【木村和久連載】シニアゴルファー「俺も昔は飛んでいた」問題の深層 (3ページ目)

  • 木村和久●文 text by Kimura Kazuhisa
  • 服部元信●イラスト illustration by Hattori Motonobu

 大先生に誘われて行ったコースは、超名門の距離の長いコースでした。大先生はそこでも、まったく迷うことなく、レギュラーティーからボールを打ち始めます。

 400ヤード程度のミドルホールもありますが、そんなことも意に介さず、平然とドライバーを打っていきます。ドライバーの飛距離が180ヤードぐらいで、セカンドショットが150ヤードぐらいでしょうか。

 ゆえに、長いミドルではさすがにパーオンは望めませんが、残り70ヤードぐらいのサードショットをきっちり乗せて、3オンのボギー。毎ホールこんな感じプレーしていて、気づくと大先生は「92」くらいで上がっており、危うく負けるところでした。

 何よりすごいのは、愚痴ひとつ言わず、己の飛距離と相談しながら、淡々と戦略的なゴルフを展開していったことです。歳をとったら、こうでありたい、という理想形ですよね。

 老化が進めば、筋力は衰え、体も硬くなっていきます。それは、仕方がないことです。そういう現実をしっかり受け入れられるかが、シニアゴルフの大事なポイントじゃないですか。

「昔は飛んでいた~」という方は、ゴルフに限らず、すべての生活に対しても同じようなことを言っていると思いますよ。

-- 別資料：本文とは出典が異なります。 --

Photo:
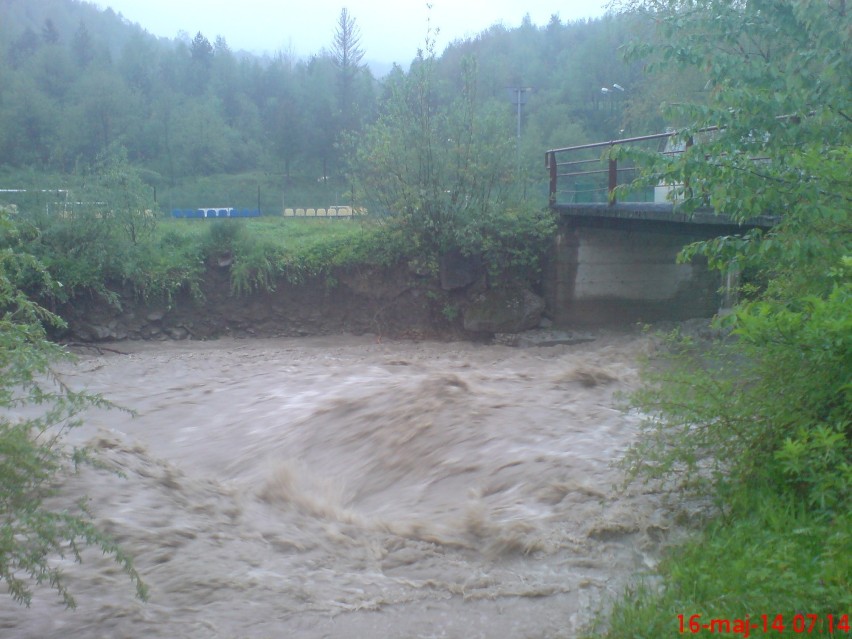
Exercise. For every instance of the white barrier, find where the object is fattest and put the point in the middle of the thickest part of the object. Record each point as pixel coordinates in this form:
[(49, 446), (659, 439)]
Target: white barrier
[(331, 211)]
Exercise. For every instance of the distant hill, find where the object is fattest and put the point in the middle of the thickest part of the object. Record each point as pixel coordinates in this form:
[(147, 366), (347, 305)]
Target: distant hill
[(110, 30)]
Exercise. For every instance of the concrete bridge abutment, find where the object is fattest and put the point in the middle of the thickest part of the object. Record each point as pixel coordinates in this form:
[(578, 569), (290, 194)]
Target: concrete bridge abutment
[(619, 271)]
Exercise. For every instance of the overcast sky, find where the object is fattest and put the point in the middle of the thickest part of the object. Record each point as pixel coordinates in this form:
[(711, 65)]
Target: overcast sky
[(391, 30)]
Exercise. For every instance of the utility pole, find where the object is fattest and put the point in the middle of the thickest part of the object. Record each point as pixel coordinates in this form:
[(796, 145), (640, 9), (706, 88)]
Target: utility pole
[(519, 97)]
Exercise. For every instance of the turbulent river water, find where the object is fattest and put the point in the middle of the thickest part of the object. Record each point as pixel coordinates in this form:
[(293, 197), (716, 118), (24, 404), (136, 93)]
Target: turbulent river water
[(339, 487)]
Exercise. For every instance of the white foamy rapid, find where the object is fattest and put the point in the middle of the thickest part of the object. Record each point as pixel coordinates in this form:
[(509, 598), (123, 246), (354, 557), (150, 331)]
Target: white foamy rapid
[(335, 487)]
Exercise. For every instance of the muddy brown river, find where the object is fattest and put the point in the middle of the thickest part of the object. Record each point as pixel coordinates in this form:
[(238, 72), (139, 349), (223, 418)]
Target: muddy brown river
[(338, 487)]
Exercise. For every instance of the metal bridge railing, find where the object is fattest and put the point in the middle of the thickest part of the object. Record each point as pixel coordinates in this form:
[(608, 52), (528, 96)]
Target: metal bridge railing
[(585, 174)]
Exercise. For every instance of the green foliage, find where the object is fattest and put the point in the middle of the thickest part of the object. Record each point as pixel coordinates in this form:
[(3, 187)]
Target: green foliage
[(122, 196), (33, 456), (759, 418), (770, 404), (446, 174), (771, 557)]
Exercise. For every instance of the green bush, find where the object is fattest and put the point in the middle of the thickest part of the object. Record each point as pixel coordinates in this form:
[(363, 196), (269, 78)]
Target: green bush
[(33, 455)]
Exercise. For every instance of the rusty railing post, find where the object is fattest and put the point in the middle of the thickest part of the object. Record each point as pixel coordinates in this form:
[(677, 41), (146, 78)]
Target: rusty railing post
[(613, 180)]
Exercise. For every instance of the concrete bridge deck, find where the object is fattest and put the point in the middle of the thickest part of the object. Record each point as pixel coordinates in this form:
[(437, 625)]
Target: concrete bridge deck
[(616, 262)]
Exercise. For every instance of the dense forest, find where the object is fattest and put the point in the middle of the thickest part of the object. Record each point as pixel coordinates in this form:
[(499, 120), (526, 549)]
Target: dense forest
[(77, 81)]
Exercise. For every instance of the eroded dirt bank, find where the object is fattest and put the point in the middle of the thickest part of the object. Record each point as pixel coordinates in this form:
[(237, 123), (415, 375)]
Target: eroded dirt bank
[(340, 487)]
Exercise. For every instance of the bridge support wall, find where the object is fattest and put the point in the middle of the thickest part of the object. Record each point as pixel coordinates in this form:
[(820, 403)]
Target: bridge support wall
[(619, 272)]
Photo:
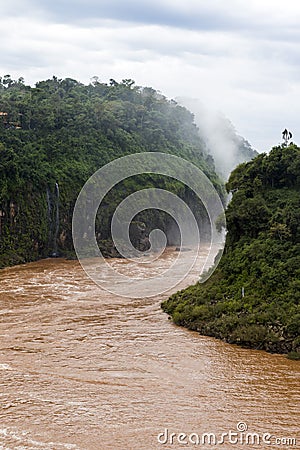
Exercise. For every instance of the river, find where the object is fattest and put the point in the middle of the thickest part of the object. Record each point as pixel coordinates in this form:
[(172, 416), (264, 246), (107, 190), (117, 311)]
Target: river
[(83, 369)]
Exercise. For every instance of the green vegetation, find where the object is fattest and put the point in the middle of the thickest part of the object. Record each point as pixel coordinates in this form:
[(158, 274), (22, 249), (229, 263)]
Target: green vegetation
[(62, 131), (261, 258)]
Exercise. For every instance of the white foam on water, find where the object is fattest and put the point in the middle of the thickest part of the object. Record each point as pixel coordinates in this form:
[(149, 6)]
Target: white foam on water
[(26, 443), (5, 367)]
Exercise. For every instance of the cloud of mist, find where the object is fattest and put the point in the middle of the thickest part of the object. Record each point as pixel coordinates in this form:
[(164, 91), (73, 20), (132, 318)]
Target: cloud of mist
[(227, 148)]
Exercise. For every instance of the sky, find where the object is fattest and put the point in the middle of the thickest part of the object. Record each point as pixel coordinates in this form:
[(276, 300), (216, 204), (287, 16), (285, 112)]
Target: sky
[(240, 58)]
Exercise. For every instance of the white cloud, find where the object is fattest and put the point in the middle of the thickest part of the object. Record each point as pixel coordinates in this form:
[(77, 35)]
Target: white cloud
[(241, 58)]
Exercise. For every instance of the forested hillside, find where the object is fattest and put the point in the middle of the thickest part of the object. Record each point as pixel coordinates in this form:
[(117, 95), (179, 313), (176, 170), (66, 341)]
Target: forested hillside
[(252, 299), (55, 135)]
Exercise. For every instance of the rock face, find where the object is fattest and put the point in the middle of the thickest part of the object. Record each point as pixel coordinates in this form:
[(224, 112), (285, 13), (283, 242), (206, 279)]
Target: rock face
[(68, 131), (138, 236)]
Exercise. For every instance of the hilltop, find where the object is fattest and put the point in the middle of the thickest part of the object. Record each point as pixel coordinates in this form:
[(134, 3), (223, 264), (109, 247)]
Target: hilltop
[(55, 135)]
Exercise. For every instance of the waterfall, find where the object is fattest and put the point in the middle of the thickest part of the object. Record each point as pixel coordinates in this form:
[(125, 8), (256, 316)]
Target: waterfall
[(56, 227), (49, 215)]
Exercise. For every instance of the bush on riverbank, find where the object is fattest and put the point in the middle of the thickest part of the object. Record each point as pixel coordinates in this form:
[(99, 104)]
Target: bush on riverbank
[(261, 257)]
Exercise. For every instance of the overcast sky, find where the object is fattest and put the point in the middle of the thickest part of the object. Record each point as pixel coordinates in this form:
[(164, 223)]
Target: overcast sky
[(242, 58)]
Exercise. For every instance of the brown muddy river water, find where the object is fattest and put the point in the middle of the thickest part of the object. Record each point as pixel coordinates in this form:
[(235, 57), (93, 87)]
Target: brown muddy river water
[(83, 369)]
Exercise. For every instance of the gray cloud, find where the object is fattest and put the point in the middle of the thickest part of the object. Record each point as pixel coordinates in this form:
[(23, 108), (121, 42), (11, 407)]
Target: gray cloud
[(241, 58)]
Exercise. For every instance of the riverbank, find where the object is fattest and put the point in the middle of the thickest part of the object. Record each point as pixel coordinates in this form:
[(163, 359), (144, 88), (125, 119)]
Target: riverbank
[(253, 298), (85, 369)]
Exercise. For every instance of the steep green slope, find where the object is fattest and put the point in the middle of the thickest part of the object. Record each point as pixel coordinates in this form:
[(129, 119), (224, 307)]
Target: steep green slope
[(252, 299), (57, 134)]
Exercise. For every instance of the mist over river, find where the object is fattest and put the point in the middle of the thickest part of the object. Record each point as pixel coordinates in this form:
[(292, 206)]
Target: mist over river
[(81, 368)]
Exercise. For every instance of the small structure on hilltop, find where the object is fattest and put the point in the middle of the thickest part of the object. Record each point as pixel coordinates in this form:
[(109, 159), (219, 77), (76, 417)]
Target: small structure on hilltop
[(286, 136)]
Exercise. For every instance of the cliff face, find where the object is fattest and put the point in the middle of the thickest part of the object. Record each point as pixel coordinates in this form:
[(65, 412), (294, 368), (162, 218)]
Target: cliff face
[(57, 134), (253, 298)]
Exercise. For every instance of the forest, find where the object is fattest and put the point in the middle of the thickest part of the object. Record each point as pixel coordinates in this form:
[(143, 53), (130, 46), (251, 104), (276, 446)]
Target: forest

 ごはんを食べているときには「昔はおしんこと味噌汁だけで、茶碗3杯はいけた」とか言って、キャバクラに行った際には「昔は会ったその日に(目当ての女の子を)口説けた」とか言っているんですよ。

 人はそれを"ホラ話"とも言いますがね。

 昔自慢の人には悪いのですが、反面教師として、自分のゴルフに役立ててみたいと思います。